How this little-known Texas golf course reached our Top 100 world rankings

How this little-known Texas golf course reached our Top 100 world rankings

GOLF has released its latest rankings of the 100 Best Golf Courses in the World (2025-2026), and while Pine Valley once again took the top spot, there were three newcomers and two returnees to the rankings. Here we introduce you to them.

The “find sand, hire a great architect, build a great course” playbook is used ad nauseam in the golf industry. It has spawned many of the top courses of the past 25 years, but a sameness has crept into many of today’s new products. That said, some places still rise above, where all those familiar inputs undeniably produce something of their own, with a powerful sense of place. I haven’t seen a better recent example than Tom Doak’s Childress Hall in the Texas Panhandle.

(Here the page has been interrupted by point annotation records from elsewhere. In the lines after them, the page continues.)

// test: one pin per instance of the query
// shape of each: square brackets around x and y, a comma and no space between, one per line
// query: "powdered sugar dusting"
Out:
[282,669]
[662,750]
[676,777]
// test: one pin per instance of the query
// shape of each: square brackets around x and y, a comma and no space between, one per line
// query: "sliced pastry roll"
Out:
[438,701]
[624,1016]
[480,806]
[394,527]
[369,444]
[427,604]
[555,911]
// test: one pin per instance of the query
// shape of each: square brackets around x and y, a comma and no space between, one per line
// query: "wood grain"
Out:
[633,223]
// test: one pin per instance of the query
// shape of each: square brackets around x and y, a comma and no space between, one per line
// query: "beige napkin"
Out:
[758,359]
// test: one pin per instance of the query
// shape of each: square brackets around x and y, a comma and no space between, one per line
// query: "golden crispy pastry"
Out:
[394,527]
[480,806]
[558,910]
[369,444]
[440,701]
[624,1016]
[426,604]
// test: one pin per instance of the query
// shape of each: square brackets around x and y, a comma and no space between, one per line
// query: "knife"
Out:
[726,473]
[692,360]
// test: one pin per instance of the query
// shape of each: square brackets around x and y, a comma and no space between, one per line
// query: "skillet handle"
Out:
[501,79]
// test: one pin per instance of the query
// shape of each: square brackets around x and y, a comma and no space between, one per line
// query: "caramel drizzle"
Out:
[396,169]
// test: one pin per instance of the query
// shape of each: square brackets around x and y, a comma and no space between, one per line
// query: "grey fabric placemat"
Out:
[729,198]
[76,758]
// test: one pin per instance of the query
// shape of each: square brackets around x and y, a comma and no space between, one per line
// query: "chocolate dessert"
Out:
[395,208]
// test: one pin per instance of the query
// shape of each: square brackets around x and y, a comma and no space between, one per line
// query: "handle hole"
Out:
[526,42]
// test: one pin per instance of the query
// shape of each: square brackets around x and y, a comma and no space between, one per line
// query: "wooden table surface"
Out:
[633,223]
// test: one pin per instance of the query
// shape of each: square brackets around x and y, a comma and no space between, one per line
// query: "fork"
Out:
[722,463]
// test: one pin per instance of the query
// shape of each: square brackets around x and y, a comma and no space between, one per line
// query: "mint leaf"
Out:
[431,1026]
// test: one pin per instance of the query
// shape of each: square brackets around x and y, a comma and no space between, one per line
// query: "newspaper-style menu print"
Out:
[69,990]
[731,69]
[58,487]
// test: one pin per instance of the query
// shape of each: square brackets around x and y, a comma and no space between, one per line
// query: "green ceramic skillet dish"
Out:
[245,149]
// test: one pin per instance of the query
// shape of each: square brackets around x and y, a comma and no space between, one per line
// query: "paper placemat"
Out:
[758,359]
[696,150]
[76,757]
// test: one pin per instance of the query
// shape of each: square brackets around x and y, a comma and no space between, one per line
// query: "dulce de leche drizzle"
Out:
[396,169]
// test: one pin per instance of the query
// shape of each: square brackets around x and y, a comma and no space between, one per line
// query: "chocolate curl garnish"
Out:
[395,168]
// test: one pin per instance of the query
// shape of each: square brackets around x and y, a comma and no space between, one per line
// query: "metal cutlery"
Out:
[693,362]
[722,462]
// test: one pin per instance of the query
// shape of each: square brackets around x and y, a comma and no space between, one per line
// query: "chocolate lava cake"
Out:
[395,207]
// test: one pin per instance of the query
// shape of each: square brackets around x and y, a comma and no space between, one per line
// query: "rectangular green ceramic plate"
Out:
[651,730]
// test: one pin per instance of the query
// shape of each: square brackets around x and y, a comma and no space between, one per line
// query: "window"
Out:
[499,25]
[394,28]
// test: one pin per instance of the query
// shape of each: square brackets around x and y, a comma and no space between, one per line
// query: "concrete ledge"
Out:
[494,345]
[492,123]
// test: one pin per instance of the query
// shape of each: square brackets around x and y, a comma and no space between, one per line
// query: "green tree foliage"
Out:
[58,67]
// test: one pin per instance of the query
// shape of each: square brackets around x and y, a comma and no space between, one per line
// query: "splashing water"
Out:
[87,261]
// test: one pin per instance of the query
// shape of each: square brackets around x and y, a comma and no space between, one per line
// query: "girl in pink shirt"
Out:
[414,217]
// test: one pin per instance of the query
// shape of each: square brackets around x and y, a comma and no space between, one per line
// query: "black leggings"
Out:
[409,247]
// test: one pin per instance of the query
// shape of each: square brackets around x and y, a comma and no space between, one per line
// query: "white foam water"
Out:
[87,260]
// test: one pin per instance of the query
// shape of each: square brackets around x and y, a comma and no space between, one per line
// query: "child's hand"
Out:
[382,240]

Doak is often at his best when the brilliance of a course isn’t initially apparent, and Childress fits that bill. Pacific Dunes is another Doak that takes a few rounds to fully understand: the routing, angles, and constant decision-making reveal themselves over time. Childress Hall gives me similar feelings. Several tee shots will not show the entire landing zone, and the preferred lines on the short par-4s and par-5s will not be clear after one loop. But that’s the point: the course’s persistent demand for choices is what makes it so compelling. Combined with his striking presentation, that strategic diversity elevates Childress from ‘strong’ to the World Top 100.

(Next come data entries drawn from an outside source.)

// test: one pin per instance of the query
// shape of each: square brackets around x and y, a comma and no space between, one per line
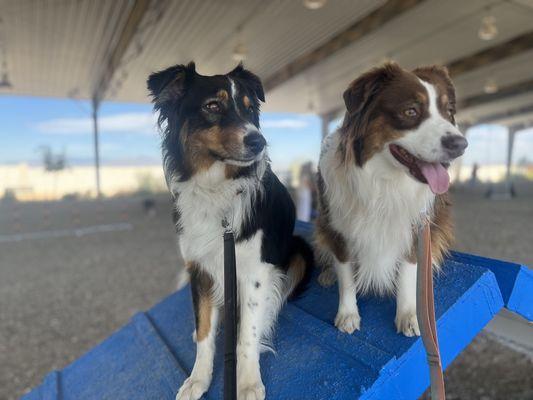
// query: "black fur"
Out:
[274,213]
[178,93]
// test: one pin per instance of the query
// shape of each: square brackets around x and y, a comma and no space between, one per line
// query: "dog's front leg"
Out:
[259,305]
[406,320]
[347,319]
[206,315]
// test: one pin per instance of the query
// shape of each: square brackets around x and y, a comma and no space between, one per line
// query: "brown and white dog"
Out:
[379,175]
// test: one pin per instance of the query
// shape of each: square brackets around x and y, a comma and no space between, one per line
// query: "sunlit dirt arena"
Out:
[64,291]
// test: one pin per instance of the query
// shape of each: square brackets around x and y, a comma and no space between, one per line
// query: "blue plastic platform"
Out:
[151,356]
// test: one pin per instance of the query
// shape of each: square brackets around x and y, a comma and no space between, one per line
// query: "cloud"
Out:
[286,123]
[140,122]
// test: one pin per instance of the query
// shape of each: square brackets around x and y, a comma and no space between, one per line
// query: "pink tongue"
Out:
[436,176]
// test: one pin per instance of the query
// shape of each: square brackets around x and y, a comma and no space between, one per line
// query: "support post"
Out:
[509,189]
[95,105]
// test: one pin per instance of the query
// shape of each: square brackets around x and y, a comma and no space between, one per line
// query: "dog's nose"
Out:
[454,145]
[255,142]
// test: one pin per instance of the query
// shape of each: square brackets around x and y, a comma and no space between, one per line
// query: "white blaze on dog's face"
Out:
[406,117]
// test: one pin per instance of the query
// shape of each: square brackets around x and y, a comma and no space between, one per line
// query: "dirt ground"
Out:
[62,294]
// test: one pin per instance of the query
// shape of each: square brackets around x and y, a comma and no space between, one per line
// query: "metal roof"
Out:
[62,48]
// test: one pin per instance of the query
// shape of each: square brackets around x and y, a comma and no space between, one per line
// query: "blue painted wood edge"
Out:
[457,327]
[173,373]
[515,281]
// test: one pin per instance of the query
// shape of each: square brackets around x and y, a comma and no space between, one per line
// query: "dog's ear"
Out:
[169,84]
[360,99]
[440,75]
[249,79]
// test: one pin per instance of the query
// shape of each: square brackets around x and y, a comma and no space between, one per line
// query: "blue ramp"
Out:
[151,356]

The course is located in a sandy dune landscape that few would associate with Texas. The scale and contours are more reminiscent of Ireland or Tasmania than the Lone Star State. The sandy ground provides firm conditions that make the routing sing and fit with the club’s ethos of a single daily setup that still plays vastly different from hole to hole. On the 325-yard opener alone, I hit everything from a 3-iron over the green to a driver wedge that came up short in four rounds. In this windy region, the course changes as much from day to day as the best links, making multi-day visits a pleasure.

Doak’s architecture typically honors the land without forcing it into something it is not. Childress is goofy, devious, and an absolute dream site, and Doak fit the bill perfectly. It’s not brutally difficult, but it does ask each player to shoot and reward or punish accordingly. The greens follow suit: interesting and varied, with many hole locations that command respect without ever feeling contrived. Given how dramatic the country is, it would have been a disservice to create anything other than a player’s course that was enjoyable for all.

I’m not always in favor of brand new builds going straight into the top 100 lists. But if you can’t honestly say that many established golf courses offer a better playing experience, age shouldn’t matter. Anyone who visits Childress Hall will leave with sand in their shoes, a healthy fear of missing fairways, a greater appreciation for Doak and agreement with his ranking. A top-100 course needs a real sense of place from the moment you arrive – and by that standard, Childress Hall is as good as anything I’ve seen in a long time.